Dalla fattoria al Palazzone
Gli scavi archeologici in Piazza Pertini riportano alla luce i resti del “palazoun” e di una fattoria di età rinascimentale. Una mostra racconta cinque secoli di storia di un paese che non credeva di avere Storia.
Comunicato stampa
Può darsi che Gambettola non cercasse l’archeologia ma certamente l’archeologia ha trovato Gambettola, finendo per cambiarne scelte e progetti.
È bastato un colpo di piccone nel parcheggio in piazza Pertini per vedere affiorare, a pochi centimetri di profondità, pietre e mattoni di tempi lontani e con essi una storia in gran parte dimenticata. Prima i resti del più recente Palazzo Pilastri del XVII secolo, demolito dopo la Seconda Guerra mondiale, poi le tracce di una più antica fattoria costruita alla metà del ‘400, raro caso di edificio rurale di età rinascimentale sopravissuto al tempo e anche uno dei meglio documentati.
D’intesa con le Soprintendenze per i Beni Archeologici dell’Emilia-Romagna e per i Beni Architettonici di Ravenna, il Comune di Gambettola ha deciso di disegnare sulla piazza la pianta dell’intera fattoria rinascimentale, lasciando a vista l’antica stalla pavimentata in pietra e mattoni e corredando il tutto con due pannelli che illustrano la storia degli scavi.
Contestualmente ha allestito nella vicina Biblioteca Comunale la piccola esposizione “Dalla fattoria al Palazzone. Storie di Gambettola”, curata dagli archeologi Simone Biondi e Annalisa Pozzi, visitabile fino al 3 maggio 2015.
La mostra espone una ventina di ceramiche cinquecentesche utilizzate nella fattoria, rinvenute per lo più in una piccola cisterna utilizzata prima per la raccolta dell’acqua piovana e poi come discarica. Piatti, ciotole e boccali facevano parte del servizio da tavola mentre le pentole e i coperchi in ceramica grezza erano usati in cucina per la cottura e preparazione dei cibi. Le porcellane da mensa hanno decori brillanti di colore giallo/arancio e azzurro/blu, con fogliame su fondo berettino o repertori di candelabri e robbiane; decisamente originale è il paesaggio di torri dipinto su un boccale tipo “fiasca da pescatore”.

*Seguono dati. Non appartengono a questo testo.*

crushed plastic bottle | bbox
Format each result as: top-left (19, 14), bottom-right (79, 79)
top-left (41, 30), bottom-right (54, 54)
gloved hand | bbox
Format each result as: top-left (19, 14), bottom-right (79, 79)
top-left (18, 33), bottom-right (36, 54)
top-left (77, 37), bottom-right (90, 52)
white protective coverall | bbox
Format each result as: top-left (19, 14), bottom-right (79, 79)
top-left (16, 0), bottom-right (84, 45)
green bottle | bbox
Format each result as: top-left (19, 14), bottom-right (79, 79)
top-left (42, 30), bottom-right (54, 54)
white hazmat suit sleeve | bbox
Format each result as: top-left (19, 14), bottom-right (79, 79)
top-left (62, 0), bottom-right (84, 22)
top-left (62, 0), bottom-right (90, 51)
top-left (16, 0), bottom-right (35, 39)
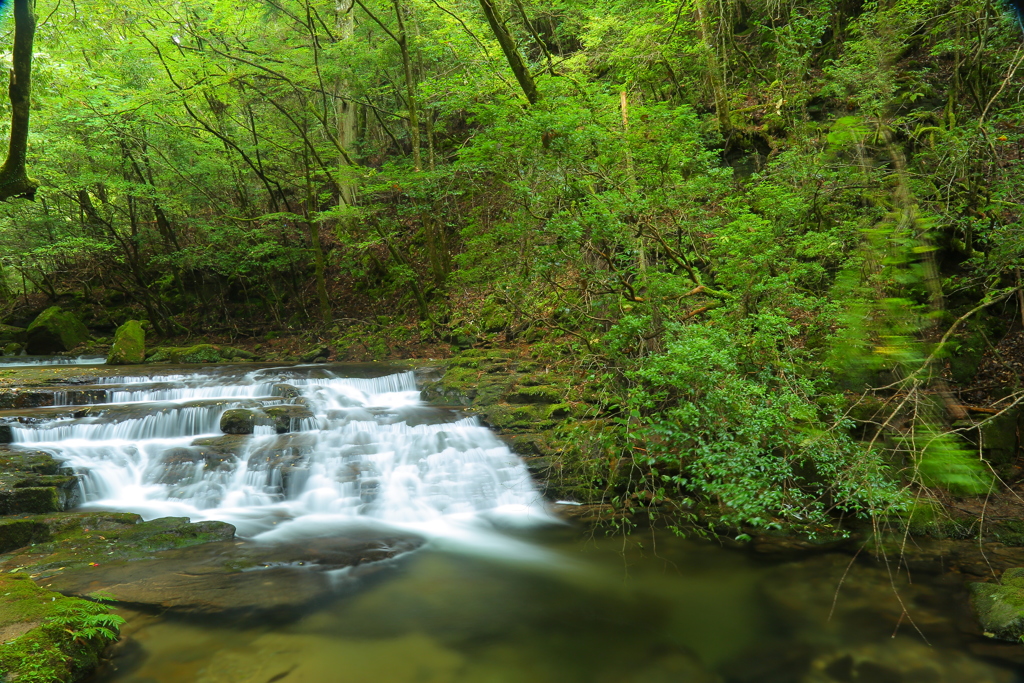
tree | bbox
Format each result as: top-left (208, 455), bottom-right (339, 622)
top-left (0, 0), bottom-right (39, 201)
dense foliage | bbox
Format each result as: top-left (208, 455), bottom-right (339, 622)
top-left (0, 0), bottom-right (1024, 525)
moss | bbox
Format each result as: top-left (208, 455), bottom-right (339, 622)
top-left (0, 486), bottom-right (63, 515)
top-left (970, 567), bottom-right (1024, 642)
top-left (0, 573), bottom-right (111, 683)
top-left (145, 344), bottom-right (256, 364)
top-left (1, 512), bottom-right (234, 575)
top-left (106, 321), bottom-right (145, 366)
top-left (0, 519), bottom-right (50, 553)
top-left (26, 306), bottom-right (89, 354)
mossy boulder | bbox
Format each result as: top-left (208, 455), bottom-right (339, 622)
top-left (263, 405), bottom-right (314, 434)
top-left (26, 306), bottom-right (89, 355)
top-left (0, 573), bottom-right (117, 682)
top-left (970, 567), bottom-right (1024, 642)
top-left (106, 321), bottom-right (145, 366)
top-left (0, 325), bottom-right (27, 346)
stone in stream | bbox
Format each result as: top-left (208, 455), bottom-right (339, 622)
top-left (106, 321), bottom-right (145, 366)
top-left (220, 408), bottom-right (262, 434)
top-left (0, 513), bottom-right (422, 616)
top-left (970, 567), bottom-right (1024, 642)
top-left (26, 306), bottom-right (89, 355)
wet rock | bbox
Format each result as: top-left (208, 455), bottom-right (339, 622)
top-left (0, 512), bottom-right (234, 578)
top-left (0, 573), bottom-right (111, 683)
top-left (971, 567), bottom-right (1024, 642)
top-left (36, 537), bottom-right (422, 617)
top-left (26, 306), bottom-right (89, 355)
top-left (270, 384), bottom-right (302, 398)
top-left (263, 405), bottom-right (315, 434)
top-left (106, 321), bottom-right (145, 366)
top-left (0, 325), bottom-right (28, 344)
top-left (0, 518), bottom-right (50, 553)
top-left (220, 408), bottom-right (260, 434)
top-left (299, 346), bottom-right (331, 362)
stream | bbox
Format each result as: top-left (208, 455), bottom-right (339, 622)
top-left (2, 365), bottom-right (1024, 683)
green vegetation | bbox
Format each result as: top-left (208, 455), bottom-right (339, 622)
top-left (0, 0), bottom-right (1024, 530)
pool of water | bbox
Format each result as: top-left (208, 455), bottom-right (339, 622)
top-left (97, 528), bottom-right (1024, 683)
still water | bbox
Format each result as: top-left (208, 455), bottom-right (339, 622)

Risale invece al XVII secolo e alla storia più recente del Palazzone la porzione di dolio decorato con lo stemma della famiglia Pilastri.
Pur nelle sue ridotte dimensioni, la mostra riesce a raccontare mezzo millennio di storia gambettolese.
In principio era il Bosco, "e Bòsc" come lo chiamano in dialetto, un’area oggi più o meno corrispondente al comune di Gambettola ma che per tutto il medioevo comprendeva varie località.
Verso la metà del ‘400, nel bel mezzo dell’attuale centro urbano, viene costruita una grande casa colonica. L’edificio, di cui resta a vista la pianta e la stalla, era costituito da almeno dieci ambienti al piano terra, più un secondo piano occupato dal solaio a cui si accedeva tramite una scala forse situata sotto il portico. Del porticato, aperto sull’attuale via di piazza Pertini, restano ancora le basi dei pilastri in mattoni su cui poggiavano le travi di copertura del tetto.
La casa era anche dotata di una piccola cisterna per la raccolta dell’acqua piovana (utilizzata negli ultimi anni d’uso della fattoria come discarica per i rifiuti) e di un’aia usata, alla pari del portico, per battere il grano, parcheggiare i carretti e i birocci o come punto d’incontro nelle sere d’estate.
Pochi decenni dopo la sua costruzione la fattoria viene modificata negli ambienti interni che sono allargati, ridotti o destinati ad altro uso (magazzino, deposito, cucina, cantine ecc).
Alla metà del ‘500 la fattoria viene demolita e sui suoi resti, agli inizi del 1600, è costruito Palazzo Pilastri, riutilizzando pietre, mattoni e travi della casa rurale.
Noto a tutti con il nome di “e palazoun”, il palazzo nasce come casa di campagna dei Conti Pilastri di Cesena, per poi essere usato prima come residenza del podestà e successivamente, per un breve periodo, come sede del Comune di Gambettola. Acquistato dall’Amministrazione nel 1892, ha ospitato le scuole elementari e la caserma della Guardia Nazionale, trasformandosi agli inizi del Novecento in una sorta di grande casa popolare dove vivevano le famiglie più povere del paese. Danneggiato dai bombardamenti, fu abbattuto all’indomani della Seconda Guerra mondiale lasciando il posto all’attuale Piazza Pertini.